I have been working on my photography skills since I bought my new camera and I’ve decided that one way to do that is to join Project 365. I’ve committed to taking at least one photo every day for a year. My year started on January 2, when I first read about this project over at Dine and Dish.
I’ve posted a link to my project photos in the column on the right -> ->, just under the list of followers. Here's today's photo:
Several people have also asked about my paintings recently. I’ve posted a link to my paintings as well. Maybe this will motivate me to update my website with some more recent paintings...
Meanwhile, here’s my friend Lori:
Now for the less pleasant stuff.
WARNING -- Rant follows:
Many years ago, when I was a brand new college professor, I assigned my class of seniors a term paper. This was before we had the internet and could buy term papers. Back when students actually had to write them. Well, in theory.
As I was spending a beautiful sunny Saturday grading these term papers, I came on one that simultaneously made me laugh out loud and made my blood run cold. Not an easy thing to do, if you think about it. It made my blood run cold because it was a paper that I had written when I was in grad school. (I am not making this up.) It made me laugh out loud because I wondered if the student who gave it to me was really that stupid or if they just thought I was.
It’s an ugly word. It’s an ugly thing. Maybe it is my academic training, but I have to say that plagarism ranks right up there with shoplifting on my list of things I hate to see. Or to write about, to be honest. But both of them exist whether I want to see them or not. In fact, they’re remarkably similar things.
The Oxford English Dictionary (iPhone version) defines plagarism as ‘taking the work or idea of someone else and passing it off as one’s own’. The work can be a photograph, it can be a painting, it can be a paragraph.
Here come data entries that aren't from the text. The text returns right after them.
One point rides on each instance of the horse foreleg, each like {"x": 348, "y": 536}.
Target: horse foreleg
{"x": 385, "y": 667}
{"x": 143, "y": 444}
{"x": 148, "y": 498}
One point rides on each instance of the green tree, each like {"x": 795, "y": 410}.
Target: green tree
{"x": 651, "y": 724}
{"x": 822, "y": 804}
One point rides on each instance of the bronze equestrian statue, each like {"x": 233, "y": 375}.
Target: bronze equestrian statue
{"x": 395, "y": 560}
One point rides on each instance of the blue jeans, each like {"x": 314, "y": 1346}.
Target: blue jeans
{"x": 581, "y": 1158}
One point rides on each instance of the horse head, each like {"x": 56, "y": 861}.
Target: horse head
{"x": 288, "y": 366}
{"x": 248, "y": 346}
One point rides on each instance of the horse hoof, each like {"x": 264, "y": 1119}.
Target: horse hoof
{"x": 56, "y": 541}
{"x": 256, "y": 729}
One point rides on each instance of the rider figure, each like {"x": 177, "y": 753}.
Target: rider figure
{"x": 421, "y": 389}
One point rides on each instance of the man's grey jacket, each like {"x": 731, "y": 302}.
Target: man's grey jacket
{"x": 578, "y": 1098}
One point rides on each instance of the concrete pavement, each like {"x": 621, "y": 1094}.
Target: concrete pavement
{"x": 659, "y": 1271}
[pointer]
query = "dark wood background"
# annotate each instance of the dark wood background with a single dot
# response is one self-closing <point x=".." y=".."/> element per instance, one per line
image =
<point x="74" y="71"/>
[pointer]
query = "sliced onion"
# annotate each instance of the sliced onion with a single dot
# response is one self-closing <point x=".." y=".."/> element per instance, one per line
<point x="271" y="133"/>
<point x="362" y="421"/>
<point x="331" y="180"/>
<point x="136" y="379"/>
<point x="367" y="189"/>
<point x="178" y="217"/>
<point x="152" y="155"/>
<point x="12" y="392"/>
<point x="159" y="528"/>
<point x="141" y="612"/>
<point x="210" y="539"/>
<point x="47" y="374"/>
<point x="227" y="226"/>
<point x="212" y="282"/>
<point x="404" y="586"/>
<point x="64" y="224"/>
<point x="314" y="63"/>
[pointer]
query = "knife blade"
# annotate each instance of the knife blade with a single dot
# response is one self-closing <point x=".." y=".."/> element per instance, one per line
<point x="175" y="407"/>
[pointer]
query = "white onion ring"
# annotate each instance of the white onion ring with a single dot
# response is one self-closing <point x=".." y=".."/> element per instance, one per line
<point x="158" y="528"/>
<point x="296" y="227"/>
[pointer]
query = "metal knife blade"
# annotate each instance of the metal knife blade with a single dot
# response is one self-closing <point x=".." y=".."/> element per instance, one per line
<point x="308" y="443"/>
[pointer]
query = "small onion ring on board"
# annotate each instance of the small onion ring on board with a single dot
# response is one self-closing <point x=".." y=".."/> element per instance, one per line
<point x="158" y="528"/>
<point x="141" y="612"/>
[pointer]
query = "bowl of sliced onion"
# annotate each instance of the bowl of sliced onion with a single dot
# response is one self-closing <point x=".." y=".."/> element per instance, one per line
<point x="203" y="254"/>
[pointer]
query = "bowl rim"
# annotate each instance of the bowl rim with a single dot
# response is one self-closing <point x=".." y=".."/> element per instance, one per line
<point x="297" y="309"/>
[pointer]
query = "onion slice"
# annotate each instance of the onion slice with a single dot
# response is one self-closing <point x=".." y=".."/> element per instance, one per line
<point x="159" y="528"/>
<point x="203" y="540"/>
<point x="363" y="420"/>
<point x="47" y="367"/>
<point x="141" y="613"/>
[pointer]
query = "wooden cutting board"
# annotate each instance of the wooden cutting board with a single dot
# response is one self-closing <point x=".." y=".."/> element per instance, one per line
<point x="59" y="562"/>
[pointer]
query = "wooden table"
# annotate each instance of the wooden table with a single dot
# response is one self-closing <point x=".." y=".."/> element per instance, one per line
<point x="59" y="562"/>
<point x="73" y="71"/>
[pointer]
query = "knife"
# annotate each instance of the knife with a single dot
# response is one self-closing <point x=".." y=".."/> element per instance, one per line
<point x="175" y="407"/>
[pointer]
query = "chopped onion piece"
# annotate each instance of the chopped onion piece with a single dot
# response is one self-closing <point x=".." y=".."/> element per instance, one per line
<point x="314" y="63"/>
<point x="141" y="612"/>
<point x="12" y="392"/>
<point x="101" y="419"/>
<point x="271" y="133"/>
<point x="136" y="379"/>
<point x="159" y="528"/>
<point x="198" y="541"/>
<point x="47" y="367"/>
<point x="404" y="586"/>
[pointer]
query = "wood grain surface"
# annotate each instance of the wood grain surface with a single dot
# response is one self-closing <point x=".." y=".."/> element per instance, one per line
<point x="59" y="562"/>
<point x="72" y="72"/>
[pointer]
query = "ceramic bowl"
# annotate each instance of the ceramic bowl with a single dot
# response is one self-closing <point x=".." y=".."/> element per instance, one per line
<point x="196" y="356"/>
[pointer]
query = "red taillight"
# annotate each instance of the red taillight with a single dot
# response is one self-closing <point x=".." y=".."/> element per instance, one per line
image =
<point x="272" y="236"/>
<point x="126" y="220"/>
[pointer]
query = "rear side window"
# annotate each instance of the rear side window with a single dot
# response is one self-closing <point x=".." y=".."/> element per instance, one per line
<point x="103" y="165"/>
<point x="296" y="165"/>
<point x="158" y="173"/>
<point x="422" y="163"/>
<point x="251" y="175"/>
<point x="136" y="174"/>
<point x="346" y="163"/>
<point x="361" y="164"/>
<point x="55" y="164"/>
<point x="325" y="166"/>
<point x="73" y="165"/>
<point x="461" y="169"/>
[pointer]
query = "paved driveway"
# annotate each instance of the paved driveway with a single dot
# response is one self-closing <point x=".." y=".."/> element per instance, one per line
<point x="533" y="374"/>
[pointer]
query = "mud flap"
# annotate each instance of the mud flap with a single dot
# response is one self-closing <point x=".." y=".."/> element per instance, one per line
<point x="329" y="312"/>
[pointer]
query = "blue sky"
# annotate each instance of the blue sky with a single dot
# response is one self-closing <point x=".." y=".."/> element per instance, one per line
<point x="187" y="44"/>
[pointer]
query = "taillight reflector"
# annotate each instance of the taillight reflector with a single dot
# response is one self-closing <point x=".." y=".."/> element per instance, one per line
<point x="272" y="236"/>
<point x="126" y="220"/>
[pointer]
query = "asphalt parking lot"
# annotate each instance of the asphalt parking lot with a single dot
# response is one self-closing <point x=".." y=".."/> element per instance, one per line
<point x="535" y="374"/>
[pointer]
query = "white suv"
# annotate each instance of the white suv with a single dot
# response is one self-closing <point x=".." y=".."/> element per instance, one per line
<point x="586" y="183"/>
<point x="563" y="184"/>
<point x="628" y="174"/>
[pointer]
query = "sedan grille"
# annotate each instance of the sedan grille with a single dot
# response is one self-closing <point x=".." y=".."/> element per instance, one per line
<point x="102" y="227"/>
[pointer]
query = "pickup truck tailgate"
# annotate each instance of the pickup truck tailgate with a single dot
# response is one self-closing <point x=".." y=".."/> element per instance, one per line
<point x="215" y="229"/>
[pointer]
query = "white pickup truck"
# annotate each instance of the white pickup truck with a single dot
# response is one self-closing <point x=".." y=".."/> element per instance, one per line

It’s all plagarism. It’s all stealing.
It’s a shock to see your work claimed by someone else, to see words you sweated over or a photo you worked on for hours or a painting you spent days on with someone else’s name on it. To see someone else take credit for your work.
My community of artists has discussions about this subject all the time. Plagarism and copyright violation. They’re important issues and the internet has made both of them easier to do. This is something that serious artists take seriously. Writers too.
I’m fairly new to blogging, having been at it not quite 6 months. One thing that that's clear to me, though, is that the bloggers I read and respect are scrupulous about citing their sources. Many even provide links to the original documents. It’s one of the things I appreciate about the bloggers I follow.
Recently I was reading a new blog I’d just discovered. It’s a lovely blog, with of lots of informative posts. I love learning new things, so I was happy to have found this blog. One post was so interesting that I wanted to know even more about the subject, so I went to Wikipedia. To my surprise, I read the exact same information that I had found on the blog I had been reading. Word for word. Some of the same photographs too. I went back to the blog to see if I had missed the citation. Nope. None there. I looked back at past posts and found the same thing.
Plagarism. Stealing. That’s one less blog I now read.